AWS advises that Config Recorders be enabled in all active regions, but this incurs a cost, especially if most regions go unused. GuardDuty, used for API security monitoring, is also advised to be enabled in all regions. To minimize the associated costs, we use an SCP to effectively disable access to all AWS services outside of the regions in use by Control Tower. Then we deploy GuardDuty and Config Rules to only the regions within Control Tower’s scope, thus lowering the cost of those services. In addition, we deploy an SCP to compliant OUs that limits our SSO users to access only us-east-1. These SCPs can be modified at any point from the Master Payer account, and access changes take effect immediately.

GuardDuty for API security monitoring: GuardDuty monitors API calls in a given region, classifying the potential severity of suspicious API calls and giving insights through a dashboard. New child accounts are automatically enrolled in GuardDuty in the Control Tower regions and connected to the GuardDuty “master” in the Audit account. This is done through event-based triggering of a Lambda function.

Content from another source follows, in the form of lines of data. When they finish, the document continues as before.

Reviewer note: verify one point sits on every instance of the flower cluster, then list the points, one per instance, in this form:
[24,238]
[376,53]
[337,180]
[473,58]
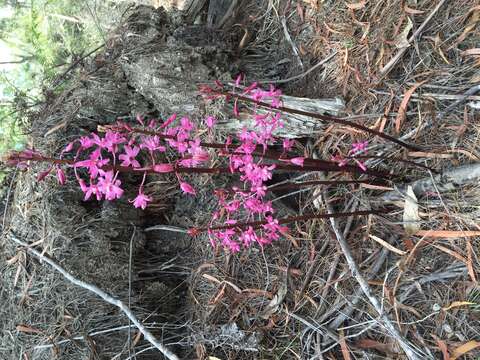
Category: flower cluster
[244,215]
[239,207]
[357,149]
[123,148]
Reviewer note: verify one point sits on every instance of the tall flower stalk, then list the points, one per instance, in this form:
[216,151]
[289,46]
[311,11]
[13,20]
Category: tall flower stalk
[244,215]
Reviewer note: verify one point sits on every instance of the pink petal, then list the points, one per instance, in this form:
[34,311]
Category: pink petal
[61,176]
[187,188]
[297,161]
[163,168]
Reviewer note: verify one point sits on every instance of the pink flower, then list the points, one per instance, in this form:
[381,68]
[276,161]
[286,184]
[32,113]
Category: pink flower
[94,163]
[210,121]
[359,147]
[340,160]
[152,143]
[109,185]
[187,188]
[60,176]
[111,141]
[86,142]
[168,121]
[360,164]
[141,201]
[287,144]
[186,124]
[128,159]
[44,174]
[297,161]
[235,108]
[248,237]
[163,168]
[91,190]
[238,80]
[68,148]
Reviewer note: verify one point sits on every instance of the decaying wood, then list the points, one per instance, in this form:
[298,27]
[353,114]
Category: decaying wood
[193,9]
[106,297]
[383,319]
[295,126]
[450,180]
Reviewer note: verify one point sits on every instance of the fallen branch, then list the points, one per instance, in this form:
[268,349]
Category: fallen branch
[384,320]
[448,181]
[389,66]
[97,291]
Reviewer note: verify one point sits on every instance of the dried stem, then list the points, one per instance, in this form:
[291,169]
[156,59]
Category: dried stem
[290,219]
[407,348]
[97,291]
[322,118]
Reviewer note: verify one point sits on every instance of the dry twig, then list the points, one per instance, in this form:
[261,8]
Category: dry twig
[385,321]
[389,66]
[108,298]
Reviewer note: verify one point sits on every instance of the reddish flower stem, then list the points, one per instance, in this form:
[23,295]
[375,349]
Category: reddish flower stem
[296,185]
[320,117]
[256,224]
[309,165]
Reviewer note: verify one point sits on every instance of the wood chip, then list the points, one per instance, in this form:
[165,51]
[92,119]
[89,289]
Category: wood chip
[387,245]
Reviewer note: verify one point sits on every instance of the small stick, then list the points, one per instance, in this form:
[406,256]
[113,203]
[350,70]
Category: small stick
[290,41]
[320,117]
[472,91]
[407,348]
[97,291]
[388,67]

AMI build pipeline to share images to client accounts: Our current build pipeline uses GitLab CI/CD to build images using Packer and Ansible on GitLab Runners running on EC2 instances in our Dev and Prod environments. A Git push to the staging branch of our build pipeline will deploy a new image to the Dev environment, while a merge/push to master branch will build and deploy to our Prod environment. When an AMI is successfully built, the build script looks up all of the active accounts in the current Org, and shares the AMI out to those accounts. It then updates an SSM Parameter, “GoldImage”, in all of the accounts to point to the new AMI. In this way, the Service Catalog EC2 product can just point to the “GoldImage” parameter, and always be assured of running the latest AMI. Note: We are currently working to transition the AMI pipeline to using AWS CodeCommit, CodeBuild, and CodePipeline instead of GitLab. The general build/deploy/share process though is the same.

AWS Service Catalog for provisioning new services and instances: The Service Catalog allows us to more granularly control what services clients can use, and in some cases, constrain what settings those services can be launched with. For example, we can limit users, through RBAC, to only launching instances with the Service Catalog, and furthermore, we can limit what types of instances, AMIs, etc. can be launched. As we build out our platform, new client products will be offered through the Service Catalog.

CloudWatch Agent on instances for cross-account logging and alarming: Instances from our shared AMI are built to self-configure the CloudWatch agent when they launch, which enables them to stream log files and metrics to CloudWatch Logs in the master account. This is accomplished through EC2 instance profiles in the child accounts that have assume-role privileges into a CloudWatch role in the Master account. This is particularly important for compliant accounts, where we need to ensure that users of those accounts cannot modify/delete log files. One drawback at this point is that logs sent to the master account are not sent to CloudWatch in the child account, and so we cannot currently create Alarms on those log files that would trigger in the child account.